Internet filters by Jeff Switzer, senior staff reporter
Two local libraries are testing four different Internet filter programs, evaluating the finer points of making Internet access more kid-friendly before the programs are implemented system-wide.
   Bothell Regional and Woodinville Libraries have already installed "Bess" and are using the Internet Explorer security option. Starting this week, X-Stop and CyberPatrol are expected to be added and evaluated. Internet access in other areas remains unfiltered, reflecting the library system's policy and philosophy of free and open access.
   Internet Explorer rejects access to sites not certified by Microsoft, rejecting the majority of sites requested. "Bess" connects the system to a proxy server in Ohio which has a list of blocked sites maintained by that service.
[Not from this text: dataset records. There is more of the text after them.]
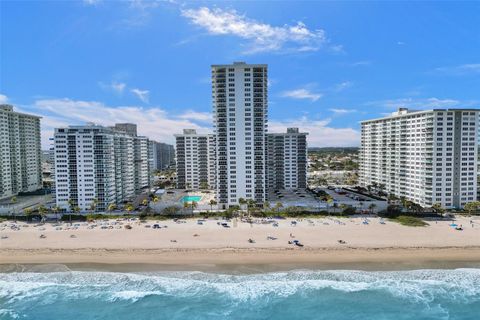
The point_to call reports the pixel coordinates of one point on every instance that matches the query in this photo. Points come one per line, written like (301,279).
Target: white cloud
(319,133)
(361,63)
(196,116)
(91,2)
(141,94)
(342,86)
(3,98)
(463,69)
(154,122)
(261,37)
(302,94)
(342,111)
(417,103)
(117,87)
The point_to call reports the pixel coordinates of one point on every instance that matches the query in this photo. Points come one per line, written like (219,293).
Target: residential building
(239,93)
(142,164)
(142,168)
(428,157)
(162,155)
(20,153)
(286,160)
(98,165)
(128,128)
(195,160)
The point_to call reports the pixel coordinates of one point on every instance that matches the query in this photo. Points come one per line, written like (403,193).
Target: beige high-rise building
(428,156)
(20,152)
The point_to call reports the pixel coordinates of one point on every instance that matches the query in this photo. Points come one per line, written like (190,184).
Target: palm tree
(250,205)
(278,206)
(212,203)
(111,207)
(242,202)
(266,206)
(55,210)
(437,207)
(93,205)
(12,202)
(43,212)
(194,205)
(472,206)
(28,213)
(71,206)
(129,207)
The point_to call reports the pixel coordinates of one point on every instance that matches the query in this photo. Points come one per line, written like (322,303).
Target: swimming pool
(191,199)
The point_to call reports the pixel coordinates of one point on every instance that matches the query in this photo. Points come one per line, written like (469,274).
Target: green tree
(43,212)
(55,210)
(171,210)
(13,201)
(250,206)
(278,206)
(472,206)
(266,206)
(193,205)
(71,206)
(212,203)
(93,205)
(437,207)
(129,207)
(242,202)
(28,213)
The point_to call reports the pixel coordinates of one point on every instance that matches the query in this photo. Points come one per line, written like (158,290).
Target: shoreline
(209,245)
(243,260)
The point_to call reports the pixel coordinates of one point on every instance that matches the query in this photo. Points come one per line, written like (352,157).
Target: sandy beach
(187,242)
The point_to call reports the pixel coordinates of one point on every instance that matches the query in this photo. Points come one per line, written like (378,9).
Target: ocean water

When a disallowed site is requested, a picture of "Bess," a Chesapeake Bay Retriever from Seattle, comes up with the message, "Sorry, Bess can't retrieve."
   CyberPatrol and X-Stop are software options which are updated as the list of objectionable sites grows and changes. CyberPatrol uses a CyberNot list, which is also updated.
   Don Julien, manager of Woodinville Library, said that while parents are involved with their children in the library, they also often drop them in the children's area, recognizing that the majority of the materials displayed and shelved there are for children. "These filters are a reassurance to parents that this is an area expected to be kid-friendly," Julien said.
   Woodinville Library has two Internet computers in its children's area with labels identifying the filters being tested, in addition to default settings to the KCLS Kids Homepage. Staff noted that demand is high for access to the eight Internet terminals, but by having kid-specific terminals, children have a better opportunity to web browse without being crowded off by adults.
   According to library system staff, Woodinville and Bothell Libraries were chosen because they are "Wave" libraries, with wiring and computer resources other branches don't have. The libraries will be evaluating the benefits of each program, including the costs of software updates, staff time and training, and the potential for lag-time for the Ohio server.
   Bothell Regional has temporarily added two Internet terminals to test the filters, bringing their total to six. Library said that following the filter testing, it is very likely an additional web terminal would be placed in the children's area there.
   Staff and public comments will be compiled after the process, and the decision of what to do next will follow. It is reported that the library board wishes to move quickly on the issue.
   "Children's areas have books selected specifically for kids, but they can still use other areas in the library," said Jeanne Thorsen, KCLS spokesperson, likening the World Wide Web access to the reading and interest level of children in printed materials. "There are a lot of ideas and concepts in libraries, and we continue to encourage parents to be involved with their children in the library."